Meanwhile, positives can be expected from an easing of global trade policy tensions and faster development of oil, gas, and green hydrogen projects.

The Executive Directors took note of Namibia's positive economic resilience, with slowing inflation and improved external position, despite the challenging external environment, and welcomed the new government's commitment to fostering inclusive growth and building resilience to climate shocks.

Noting the subdued growth outlook, the Directors emphasised the need for further efforts to harness economic potential and raise per capita income by promoting a private-sector-led, inclusive, weather-resilient and diversified economy.

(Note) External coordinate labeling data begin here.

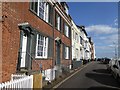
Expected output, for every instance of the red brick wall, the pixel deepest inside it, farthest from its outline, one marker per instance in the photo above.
(19, 13)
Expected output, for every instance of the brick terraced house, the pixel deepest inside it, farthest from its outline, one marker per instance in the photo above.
(36, 36)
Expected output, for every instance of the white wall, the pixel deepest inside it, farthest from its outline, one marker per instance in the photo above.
(75, 42)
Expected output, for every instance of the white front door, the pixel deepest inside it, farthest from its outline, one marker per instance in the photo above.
(23, 54)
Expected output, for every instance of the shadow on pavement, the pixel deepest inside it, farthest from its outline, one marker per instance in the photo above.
(102, 88)
(103, 77)
(104, 71)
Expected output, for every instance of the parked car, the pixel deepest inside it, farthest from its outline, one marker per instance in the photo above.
(110, 65)
(116, 70)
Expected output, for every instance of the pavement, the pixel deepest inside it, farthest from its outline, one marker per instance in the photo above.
(93, 75)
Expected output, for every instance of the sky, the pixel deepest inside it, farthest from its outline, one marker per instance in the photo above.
(101, 21)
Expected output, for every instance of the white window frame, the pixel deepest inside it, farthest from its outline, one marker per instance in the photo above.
(66, 30)
(58, 22)
(67, 52)
(45, 10)
(45, 45)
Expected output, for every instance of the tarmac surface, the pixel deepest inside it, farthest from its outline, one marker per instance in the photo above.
(91, 77)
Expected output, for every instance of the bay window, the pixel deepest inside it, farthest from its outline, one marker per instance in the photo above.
(41, 46)
(58, 21)
(66, 27)
(67, 50)
(42, 9)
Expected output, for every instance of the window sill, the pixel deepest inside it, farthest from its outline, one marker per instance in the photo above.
(40, 18)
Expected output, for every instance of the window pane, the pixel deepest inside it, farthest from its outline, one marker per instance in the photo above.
(41, 46)
(36, 7)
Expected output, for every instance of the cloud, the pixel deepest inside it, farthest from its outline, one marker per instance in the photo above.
(101, 29)
(116, 22)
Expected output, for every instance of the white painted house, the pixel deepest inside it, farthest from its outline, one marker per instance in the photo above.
(75, 42)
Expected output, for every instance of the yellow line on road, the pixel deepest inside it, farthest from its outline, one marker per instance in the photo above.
(71, 75)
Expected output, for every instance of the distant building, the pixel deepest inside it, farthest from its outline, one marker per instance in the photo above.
(36, 36)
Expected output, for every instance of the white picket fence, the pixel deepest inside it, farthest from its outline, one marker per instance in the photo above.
(24, 82)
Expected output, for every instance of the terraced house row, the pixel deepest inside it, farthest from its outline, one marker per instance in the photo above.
(41, 36)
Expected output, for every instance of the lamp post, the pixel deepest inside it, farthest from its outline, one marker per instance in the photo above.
(115, 50)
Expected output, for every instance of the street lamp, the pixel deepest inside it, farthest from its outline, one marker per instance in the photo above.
(115, 50)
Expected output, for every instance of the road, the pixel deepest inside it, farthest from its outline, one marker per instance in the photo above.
(92, 77)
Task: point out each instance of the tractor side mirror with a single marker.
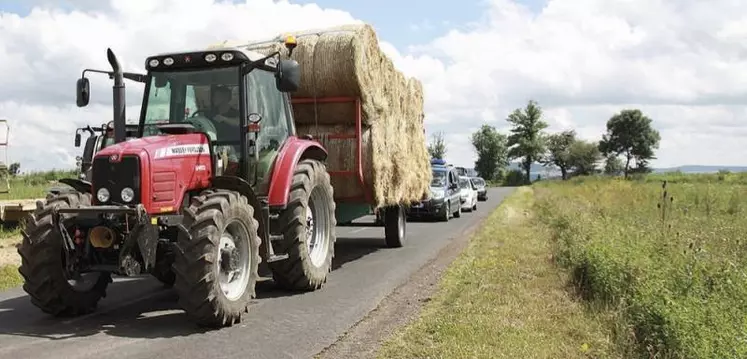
(82, 92)
(288, 76)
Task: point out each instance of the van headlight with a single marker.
(103, 195)
(437, 194)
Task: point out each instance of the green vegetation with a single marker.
(35, 184)
(666, 261)
(9, 277)
(504, 298)
(437, 147)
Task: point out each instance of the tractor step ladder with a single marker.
(4, 165)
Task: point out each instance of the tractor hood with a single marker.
(160, 147)
(169, 164)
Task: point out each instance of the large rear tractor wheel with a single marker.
(308, 227)
(216, 269)
(43, 266)
(395, 226)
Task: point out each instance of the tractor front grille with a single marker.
(115, 176)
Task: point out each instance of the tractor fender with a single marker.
(79, 185)
(238, 184)
(294, 150)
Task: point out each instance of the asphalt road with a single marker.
(140, 319)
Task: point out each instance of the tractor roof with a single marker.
(218, 51)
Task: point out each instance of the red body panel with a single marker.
(170, 165)
(285, 163)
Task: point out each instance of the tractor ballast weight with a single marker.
(193, 204)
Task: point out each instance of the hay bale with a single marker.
(343, 61)
(346, 61)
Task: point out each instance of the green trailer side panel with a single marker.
(348, 212)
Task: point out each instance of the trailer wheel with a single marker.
(216, 269)
(395, 226)
(447, 212)
(46, 280)
(308, 227)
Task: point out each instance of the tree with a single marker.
(492, 154)
(629, 133)
(437, 147)
(526, 140)
(583, 157)
(558, 145)
(613, 166)
(14, 168)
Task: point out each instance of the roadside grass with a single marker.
(666, 261)
(504, 298)
(9, 277)
(34, 184)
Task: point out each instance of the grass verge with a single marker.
(503, 298)
(667, 261)
(9, 277)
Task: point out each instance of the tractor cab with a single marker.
(237, 98)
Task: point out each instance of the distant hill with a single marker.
(551, 172)
(701, 169)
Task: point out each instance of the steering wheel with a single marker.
(203, 124)
(196, 112)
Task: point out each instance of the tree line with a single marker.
(627, 147)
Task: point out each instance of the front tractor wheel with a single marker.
(308, 227)
(216, 269)
(47, 281)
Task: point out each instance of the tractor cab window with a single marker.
(206, 98)
(263, 98)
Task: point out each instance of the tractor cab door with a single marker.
(275, 126)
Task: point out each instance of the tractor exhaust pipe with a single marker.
(118, 91)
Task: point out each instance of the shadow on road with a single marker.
(142, 308)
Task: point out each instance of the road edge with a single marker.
(404, 303)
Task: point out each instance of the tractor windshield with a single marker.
(205, 98)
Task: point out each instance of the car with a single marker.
(482, 190)
(443, 200)
(467, 194)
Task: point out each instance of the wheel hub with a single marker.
(233, 261)
(316, 232)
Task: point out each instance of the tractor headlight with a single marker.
(127, 194)
(102, 195)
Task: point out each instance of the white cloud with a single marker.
(681, 61)
(42, 55)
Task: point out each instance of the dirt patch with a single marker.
(400, 307)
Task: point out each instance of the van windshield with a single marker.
(439, 179)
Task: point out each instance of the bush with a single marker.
(514, 178)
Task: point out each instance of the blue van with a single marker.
(443, 201)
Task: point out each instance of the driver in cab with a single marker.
(225, 117)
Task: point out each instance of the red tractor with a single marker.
(201, 196)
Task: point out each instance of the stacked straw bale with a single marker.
(346, 61)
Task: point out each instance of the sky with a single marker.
(682, 62)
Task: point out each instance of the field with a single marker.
(35, 184)
(27, 186)
(598, 268)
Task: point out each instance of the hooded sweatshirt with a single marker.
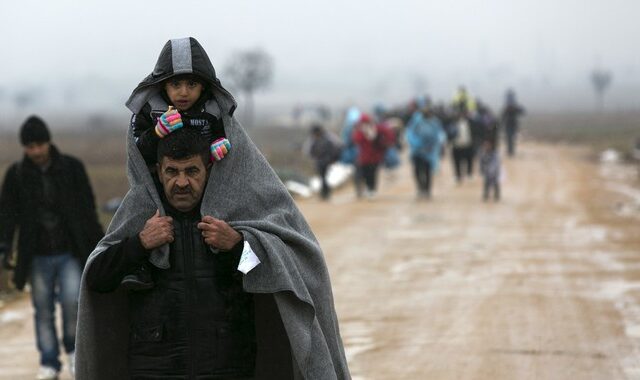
(244, 191)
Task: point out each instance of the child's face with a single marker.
(183, 93)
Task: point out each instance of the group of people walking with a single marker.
(207, 270)
(466, 125)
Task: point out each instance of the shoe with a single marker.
(139, 280)
(71, 362)
(47, 373)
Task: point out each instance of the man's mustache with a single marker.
(181, 190)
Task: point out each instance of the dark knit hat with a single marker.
(34, 130)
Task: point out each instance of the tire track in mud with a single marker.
(458, 288)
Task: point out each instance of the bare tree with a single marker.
(249, 71)
(600, 79)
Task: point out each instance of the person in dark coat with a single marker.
(372, 140)
(48, 198)
(324, 148)
(281, 267)
(510, 114)
(208, 330)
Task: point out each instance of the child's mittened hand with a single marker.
(168, 122)
(219, 149)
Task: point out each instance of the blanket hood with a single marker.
(180, 56)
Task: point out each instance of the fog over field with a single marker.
(68, 56)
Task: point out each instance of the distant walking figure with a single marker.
(490, 167)
(510, 114)
(462, 144)
(47, 199)
(372, 140)
(324, 148)
(426, 138)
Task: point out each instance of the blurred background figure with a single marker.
(372, 141)
(324, 148)
(425, 137)
(510, 115)
(47, 199)
(349, 154)
(462, 101)
(490, 167)
(462, 146)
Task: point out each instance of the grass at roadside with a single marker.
(601, 131)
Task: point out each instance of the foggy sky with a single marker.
(92, 54)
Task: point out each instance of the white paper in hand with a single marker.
(248, 260)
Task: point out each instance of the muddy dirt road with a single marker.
(543, 285)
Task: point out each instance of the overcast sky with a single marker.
(339, 52)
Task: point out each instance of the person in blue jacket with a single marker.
(426, 138)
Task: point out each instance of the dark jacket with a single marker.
(148, 101)
(196, 322)
(22, 194)
(143, 125)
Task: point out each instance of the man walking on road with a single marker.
(48, 198)
(240, 286)
(510, 115)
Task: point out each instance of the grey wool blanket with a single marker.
(243, 190)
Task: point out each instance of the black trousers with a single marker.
(511, 135)
(422, 173)
(463, 156)
(491, 184)
(325, 190)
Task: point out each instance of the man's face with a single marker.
(183, 181)
(183, 93)
(38, 152)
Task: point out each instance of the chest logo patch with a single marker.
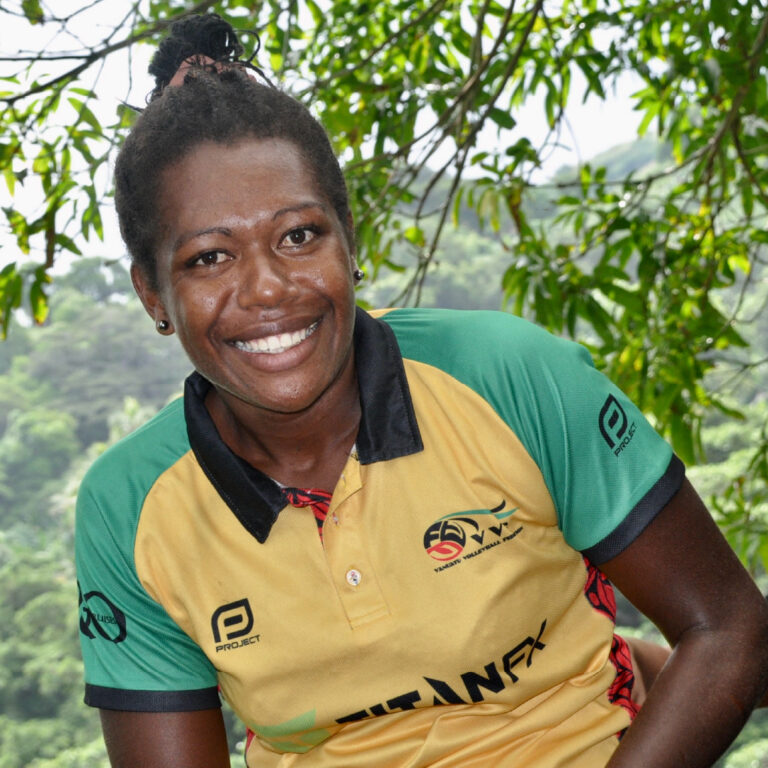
(462, 535)
(231, 622)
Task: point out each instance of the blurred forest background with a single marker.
(652, 254)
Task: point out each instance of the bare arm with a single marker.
(681, 573)
(165, 739)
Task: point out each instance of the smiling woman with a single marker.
(385, 538)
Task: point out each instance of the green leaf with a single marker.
(502, 118)
(32, 10)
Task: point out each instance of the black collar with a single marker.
(388, 428)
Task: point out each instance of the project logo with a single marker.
(466, 533)
(233, 620)
(614, 425)
(100, 615)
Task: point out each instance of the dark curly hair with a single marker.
(215, 104)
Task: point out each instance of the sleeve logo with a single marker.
(232, 621)
(100, 617)
(614, 425)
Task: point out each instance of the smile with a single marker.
(274, 345)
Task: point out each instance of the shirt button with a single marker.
(353, 577)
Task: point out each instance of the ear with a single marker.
(150, 298)
(349, 231)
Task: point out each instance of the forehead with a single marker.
(232, 180)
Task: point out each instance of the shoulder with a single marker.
(482, 339)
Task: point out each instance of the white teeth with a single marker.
(273, 345)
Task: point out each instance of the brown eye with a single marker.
(299, 236)
(209, 258)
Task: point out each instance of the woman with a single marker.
(378, 535)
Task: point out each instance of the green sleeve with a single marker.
(607, 470)
(136, 657)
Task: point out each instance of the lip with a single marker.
(275, 343)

The Directors called for sustained and larger fiscal consolidation over the medium term to maintain public debt and strengthen the external position. This includes a comprehensive civil service reform to contain the wage bill, state-owned enterprise reforms, strengthened public financial and investment management, and enhanced tax administration. They recommended increasing public investment to enhance growth, expand social protection, and build resilience to weather shocks.

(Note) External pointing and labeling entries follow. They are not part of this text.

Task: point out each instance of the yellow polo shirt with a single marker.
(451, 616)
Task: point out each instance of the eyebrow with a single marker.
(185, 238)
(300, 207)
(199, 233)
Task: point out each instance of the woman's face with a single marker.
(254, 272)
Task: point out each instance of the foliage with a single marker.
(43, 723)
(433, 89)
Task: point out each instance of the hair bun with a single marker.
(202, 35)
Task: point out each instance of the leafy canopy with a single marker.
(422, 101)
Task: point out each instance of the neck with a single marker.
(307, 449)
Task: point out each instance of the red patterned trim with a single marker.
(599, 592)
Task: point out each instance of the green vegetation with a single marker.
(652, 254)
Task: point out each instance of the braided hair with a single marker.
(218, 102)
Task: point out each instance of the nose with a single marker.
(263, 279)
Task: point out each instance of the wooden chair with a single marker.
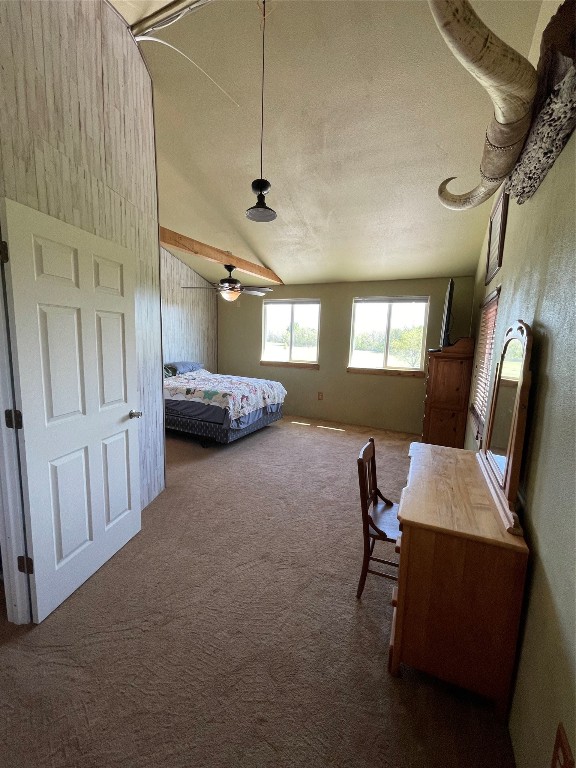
(379, 515)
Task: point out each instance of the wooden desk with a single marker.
(461, 576)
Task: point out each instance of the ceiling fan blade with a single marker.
(261, 288)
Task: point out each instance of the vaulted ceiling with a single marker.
(366, 112)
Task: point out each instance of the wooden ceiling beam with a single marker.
(170, 239)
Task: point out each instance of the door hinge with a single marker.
(13, 419)
(25, 564)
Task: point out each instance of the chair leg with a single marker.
(365, 562)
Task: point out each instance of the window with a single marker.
(389, 333)
(483, 361)
(291, 331)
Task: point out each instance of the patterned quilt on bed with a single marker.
(239, 394)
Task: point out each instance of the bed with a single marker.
(215, 407)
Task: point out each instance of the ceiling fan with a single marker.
(230, 288)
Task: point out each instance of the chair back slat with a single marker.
(367, 479)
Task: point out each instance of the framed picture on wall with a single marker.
(496, 237)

They encouraged the authorities to continue their efforts to establish, with Fund technical assistance, a strong governance framework for the sovereign wealth fund and a natural resource management framework to safeguard long-term macroeconomic stability and support economic development.

Moreover, the Directors recommended gradually aligning the policy rate with that of the South African Reserve Bank (SARB) policy rate to safeguard the currency peg, taking advantage of SARB's rate reductions. However, they stressed that the Bank of Namibia should remain vigilant to economic conditions.

The Directors welcomed the continued progress in enhancing financial sector resilience, but encouraged authorities to monitor risk, including the sovereign bank nexus and household debt. They recommended finalising additional policy measures and for the country to continue its efforts to strengthen the AML/CFT framework to expedite removal from the Financial Action Task Force (FATF) grey list.

Directors highlighted that bold structural reforms are essential to fostering sustainable, inclusive, and private sector-led growth and improving external competitiveness. This involves improving human capital and reducing skill mismatches, enhancing the business climate, strengthening governance, and fostering digitalisation. Directors supported the development of policies to harness prospective oil, gas, and green hydrogen for economic diversification and job creation.